Things to Avoid The stabilization plane is a great tool to achieve stable holograms, but if misused it can result in severe image instability.

  • Don't "fire and forget". You can end up with the stabilization plane behind the user or attached to an object that is no longer in the user's view. Ensure the stabilization plane normal is set opposite camera-forward (for example, -camera.forward)
  • Don't rapidly change the stabilization plane back and forth between extremes
  • Don't leave the stabilization plane set to a fixed distance/orientation
  • Don't let the stabilization plane cut through the user
  • Don't set the focus point when running on a desktop PC rather than a HoloLens, and instead rely on per-pixel depth-based reprojection.

Color separation

Because of the nature of HoloLens displays, an artifact called "color-separation" can sometimes be perceived. It manifests as the image separating into individual base colors - red, green, and blue. The artifact can be especially visible when displaying white objects, since they have large amounts of red, green, and blue. It's most pronounced when a user visually tracks a hologram that is moving across the holographic frame at high speed.
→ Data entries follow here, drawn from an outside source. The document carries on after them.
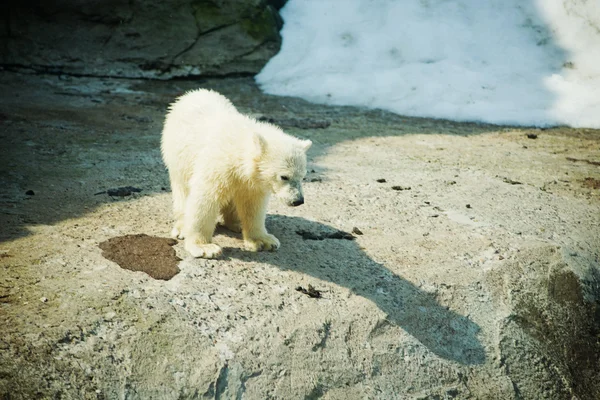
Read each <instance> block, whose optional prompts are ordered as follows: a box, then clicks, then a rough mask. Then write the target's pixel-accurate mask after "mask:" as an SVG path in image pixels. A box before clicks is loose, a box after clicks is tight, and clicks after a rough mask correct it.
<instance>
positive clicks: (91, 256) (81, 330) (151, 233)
mask: <svg viewBox="0 0 600 400" xmlns="http://www.w3.org/2000/svg"><path fill="white" fill-rule="evenodd" d="M196 87H210V88H213V89H216V90H218V91H220V92H222V93H223V94H225V95H226V96H228V97H229V98H231V100H232V101H233V102H234V104H236V105H237V106H238V108H239V109H240V110H241V111H243V112H247V113H251V114H253V115H255V116H256V117H257V118H264V119H267V120H272V121H273V122H275V123H277V124H279V125H281V126H282V127H283V128H284V129H285V130H287V131H288V132H289V133H292V134H294V135H297V136H299V137H302V138H308V139H311V140H312V141H313V142H314V145H313V147H312V148H311V150H310V152H309V174H308V176H307V181H306V183H305V187H304V189H305V197H306V204H305V205H304V206H302V207H298V208H287V207H285V206H284V205H282V204H279V203H277V202H276V201H272V203H271V205H270V214H269V217H268V220H267V226H268V228H269V229H270V231H272V233H274V234H275V235H276V236H278V237H279V239H280V240H281V242H282V246H281V249H280V250H279V251H278V252H276V253H248V252H245V251H243V250H242V249H241V248H240V247H241V239H240V237H239V235H236V234H231V233H229V232H227V231H222V230H218V232H217V235H216V237H215V241H216V242H217V243H219V244H221V245H223V246H224V256H223V258H222V259H219V260H201V259H193V258H190V257H189V256H188V255H187V254H186V253H185V251H184V250H183V247H182V243H181V242H180V243H178V244H176V245H175V246H174V248H175V251H176V253H177V256H178V257H180V258H181V259H182V261H181V262H180V263H179V265H178V267H179V270H180V272H179V273H177V274H176V275H175V276H174V277H173V278H172V279H169V280H163V279H154V278H152V277H150V276H149V275H148V274H146V273H144V272H139V271H138V272H133V271H130V270H127V269H123V268H121V267H119V265H117V264H116V263H114V262H112V261H109V260H108V259H106V258H104V257H103V255H102V250H101V249H100V248H99V244H100V243H102V242H104V241H106V240H108V239H111V238H115V237H120V236H123V235H128V234H147V235H151V236H159V237H167V236H168V233H169V231H170V227H171V226H170V225H171V216H170V193H169V182H168V177H167V173H166V171H165V168H164V166H163V164H162V162H161V159H160V151H159V141H160V131H161V124H162V120H163V117H164V114H165V110H166V107H167V105H168V104H169V102H171V101H172V100H173V99H174V98H175V97H176V96H178V95H180V94H182V93H183V92H184V91H185V90H188V89H191V88H196ZM0 90H1V92H2V96H1V97H0V124H1V126H2V129H1V131H0V135H1V141H0V143H1V146H0V185H1V190H0V398H2V399H31V398H40V399H46V398H52V399H58V398H61V399H192V398H215V399H231V398H236V399H318V398H323V399H431V400H433V399H451V398H455V399H581V400H587V399H596V398H600V383H599V382H600V379H599V378H600V376H599V375H600V374H599V371H600V365H599V363H600V362H599V359H600V344H599V337H600V336H599V335H600V307H599V301H600V273H599V268H600V267H599V264H600V263H599V256H600V188H599V185H600V131H597V130H596V131H594V130H586V129H568V128H555V129H548V130H537V129H520V128H512V127H498V126H491V125H480V124H465V123H455V122H448V121H441V120H431V119H418V118H406V117H402V116H398V115H393V114H390V113H386V112H382V111H368V110H362V109H357V108H351V107H326V106H320V105H313V104H309V103H306V102H304V101H301V100H298V99H293V98H280V97H273V96H267V95H264V94H262V93H261V92H260V91H259V90H258V89H257V88H256V86H255V85H254V83H253V81H252V79H251V78H237V79H233V78H232V79H222V80H205V81H200V80H197V81H185V80H179V81H164V82H159V81H147V80H124V79H108V78H73V77H66V76H54V75H21V74H17V73H8V72H6V71H5V72H4V73H3V74H2V75H1V76H0ZM127 186H131V187H133V188H137V189H141V191H130V193H129V195H127V196H121V195H119V194H123V193H118V192H109V190H110V189H115V188H120V187H127ZM110 193H113V195H109V194H110ZM115 193H116V194H115ZM340 230H341V231H343V232H348V233H351V232H353V233H352V235H351V236H352V237H351V238H349V237H348V235H342V234H339V232H338V231H340ZM350 239H351V240H350ZM165 247H167V248H169V246H165ZM134 250H135V249H132V251H134ZM309 285H310V286H312V288H314V289H315V290H316V291H318V292H319V293H320V297H319V296H318V295H315V293H316V292H311V291H310V290H309V289H310V288H309ZM298 287H301V288H302V289H304V291H301V290H297V289H298ZM309 294H313V295H315V296H316V297H311V296H309Z"/></svg>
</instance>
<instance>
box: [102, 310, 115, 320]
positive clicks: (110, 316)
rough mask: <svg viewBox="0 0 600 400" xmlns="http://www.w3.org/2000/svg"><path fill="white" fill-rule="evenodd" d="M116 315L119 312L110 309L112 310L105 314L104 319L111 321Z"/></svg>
mask: <svg viewBox="0 0 600 400" xmlns="http://www.w3.org/2000/svg"><path fill="white" fill-rule="evenodd" d="M116 316H117V313H116V312H114V311H110V312H107V313H106V314H105V315H104V320H105V321H108V322H110V321H112V320H113V319H114V318H115V317H116Z"/></svg>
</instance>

Another way the artifact can manifest is warping/deformation of objects. If an object has high contrast and/or pure colors such as red, green, blue, color-separation will be perceived as warping of different parts of the object.

Example of what the color separation of a head-locked white round cursor could look like as a user rotates their head to the side:

Example of what the color separation of a head-locked white round cursor could look like as a user rotates their head to the side.

Though it's difficult to completely avoid color separation, there are several techniques available to mitigate it.

Color-separation can be seen on:

  • Objects that are moving quickly, including head-locked objects such as the cursor.
  • Objects that are substantially far from the stabilization plane.

To attenuate the effects of color-separation:

  • Make the object lag the user's gaze. It should appear as if it has some inertia and is attached to the gaze "on springs". This approach slows the cursor (reducing separation distance) and puts it behind the user's likely gaze point. So long as it quickly catches up when the user stops shifting their gaze it feels natural.
  • If you do want to move a hologram, try to keep its movement speed below 5 degrees/second if you expect the user to follow it with their eyes.
  • Use light instead of geometry for the cursor. A source of virtual illumination attached to the gaze will be perceived as an interactive pointer but won't cause color-separation.
  • Adjust the stabilization plane to match the holograms the user is gazing at.
  • Make the object red, green, or blue.
  • Switch to a blurred version of the content. For example, a round white cursor could be changed to a slightly blurred line oriented in the direction of motion.

As before, rendering at 60 FPS and setting the stabilization plane are the most important techniques for hologram stability. If facing noticeable color separation, first make sure the frame rate meets expectations.